Most DLP solutions will also let you build your own custom combinations of rules to seek out data specific to your enterprise.
Once your DLP solution has identified sensitive data, it needs to know how to handle that data. But that's more than a technical problem. Your organisation needs to set a DLP strategy to determine how different kinds of data should be treated and what the responsibilities of internal and external users are around that data.
You'll want to be particularly careful to strike a balance between protecting your data and making your organisation's employees' jobs overly cumbersome. Digital Guardian has a great guide for developing an organisational DLP policy.
Your strategy will then inform the DLP policies and DLP procedures you'll implement with your DLP solution. You can think of those policies and procedures as the technical expression of the strategy that your organisation develops. This process obviously varies from product to product; Microsoft's Exchange documentation outlines how you would do it for that platform and is illustrative of how the process works.
Finally, when your solution identifies an action that violates one of the policies you've laid down, it will implement DLP security controls with an aim towards preventing data loss.
For instance, if your DLP solution detects a sensitive file attached to an email, it may pop up a warning to the sender or prevent the email from being sent altogether. If sensitive data is being exfiltrated over the network, the DLP solution could send an alert to an administrator or just cut off network access.
As we noted above, part of the reason for increased corporate interest in DLP is the rising power of CISOs, and if there's one thing a CISO likes, it's hard numbers that demonstrate how a new security initiative is performing. Security is notoriously hard to quantify — how do you count the dogs that don't bark? — but CISO Platform offers some potential metrics you can use to assess the success of your DLP rollout:
- Number of policy exceptions granted: Too many may indicate that you've set a policy too strict for your employees to do their jobs properly — or that employees are working around your DLP policies in an unsafe manner.

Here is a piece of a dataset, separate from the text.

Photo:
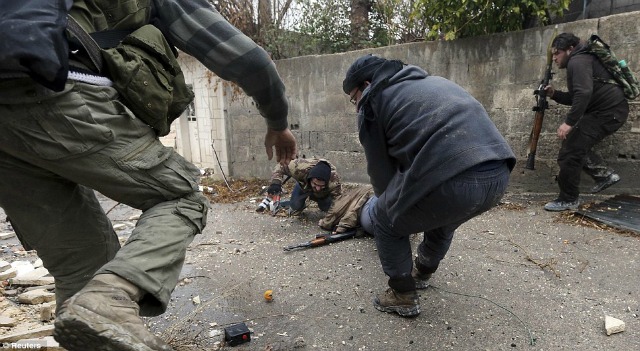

- Number of false positives generated: Ideally, this number should be zero, though in practice that's difficult to achieve. But this number is a good indicator of how well constructed your policies and procedures are, and how good a job your solution is doing analysing your data.
- Mean time to respond to alerts: This is a good indication of how well integrated your DLP system is with your overall security posture, and whether your security team takes DLP alerts seriously.
- Number of unmanaged devices on the network, number of databases not yet fingerprinted, and number of databases and data residents not yet classified: If any of these numbers are higher than zero, your rollout is not yet complete. If some of these uncatalogued systems have been added to your network after you rolled out your DLP solution, that's a sign that your procedures for building onto your infrastructure don't include integration with your DLP policies.